Впоследствии госпожа Сон вспоминала дни, проведенные в общежитии, как первый настоящий отпуск в своей жизни. Потом должны были начаться трудовые будни.
Людям, зарабатывающим меньше доллара в месяц, сложно интегрироваться в одну из крупнейших экономик мира. Средний доход на душу населения в Южной Корее (примерно $20 000 в год) превосходит средний доход гражданина КНДР в десятки раз.
По обе стороны от демилитаризированной зоны людям активно внушали, что северные и южные корейцы одинаковы — хан пара, единая нация, — но после шестидесяти лет жизни порознь различия все-таки появились. Южная Корея — одна из наиболее технологически развитых стран мира. В то время как большинство северных корейцев даже не знают о существовании Интернета, на Юге процент домов, подключенных к Глобальной сети, выше, чем в Соединенных Штатах, Японии и большинстве европейских государств. Культурная и экономическая жизнь КНДР в последние полвека оказалась совершенно замороженной. Корейский язык перестал быть единым: в южном варианте существует множество слов, заимствованных из английского. Северяне и южане теперь различаются даже физически. Среднестатистический семнадцатилетний южнокорейский юноша, выросший на молочных коктейлях и гамбургерах, на полголовы выше северного корейца того же возраста. Жители КНДР сейчас разговаривают и питаются так же, как южные корейцы в 1960-е годы.

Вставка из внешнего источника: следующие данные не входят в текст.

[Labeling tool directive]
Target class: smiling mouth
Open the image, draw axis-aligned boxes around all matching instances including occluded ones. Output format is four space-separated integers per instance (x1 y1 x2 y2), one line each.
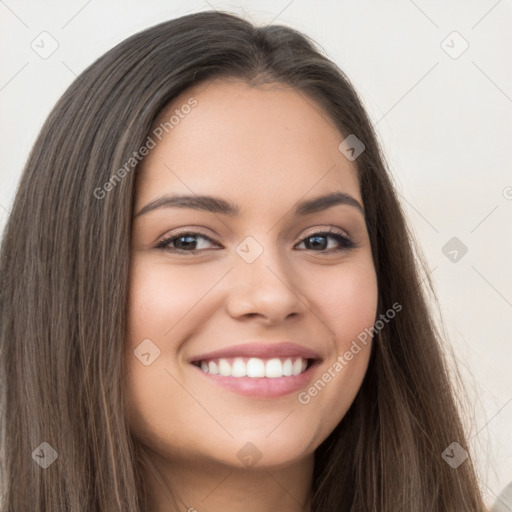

В 1990-е, когда число беженцев стало расти, южнокорейское правительство всерьез задумалось о том, как успешно интегрировать их в общество. Разработкой плана действий занялись лучшие умы нации: психологи, социологи, историки и педагоги. Пока число беженцев было невелико (по данным на 2008 год, всего 15 057 человек в государстве с населением 44 млн), однако стоило заранее задуматься о том, что произойдет, когда воссоединение двух Корей наконец-то состоится. «Если нам не удастся сделать эту небольшую группу северокорейских беженцев полноценными гражданами, значит, и от объединения не стоит ждать ничего хорошего, — утверждает Юн Ин Чин, южнокорейский социолог, принимавший участие в программе. — Если же беженцы смогут успешно начать здесь новую жизнь, значит, нам есть, на что надеяться. Поэтому мы должны всячески помогать бывшим гражданам КНДР и делать правильные выводы из их проб и ошибок».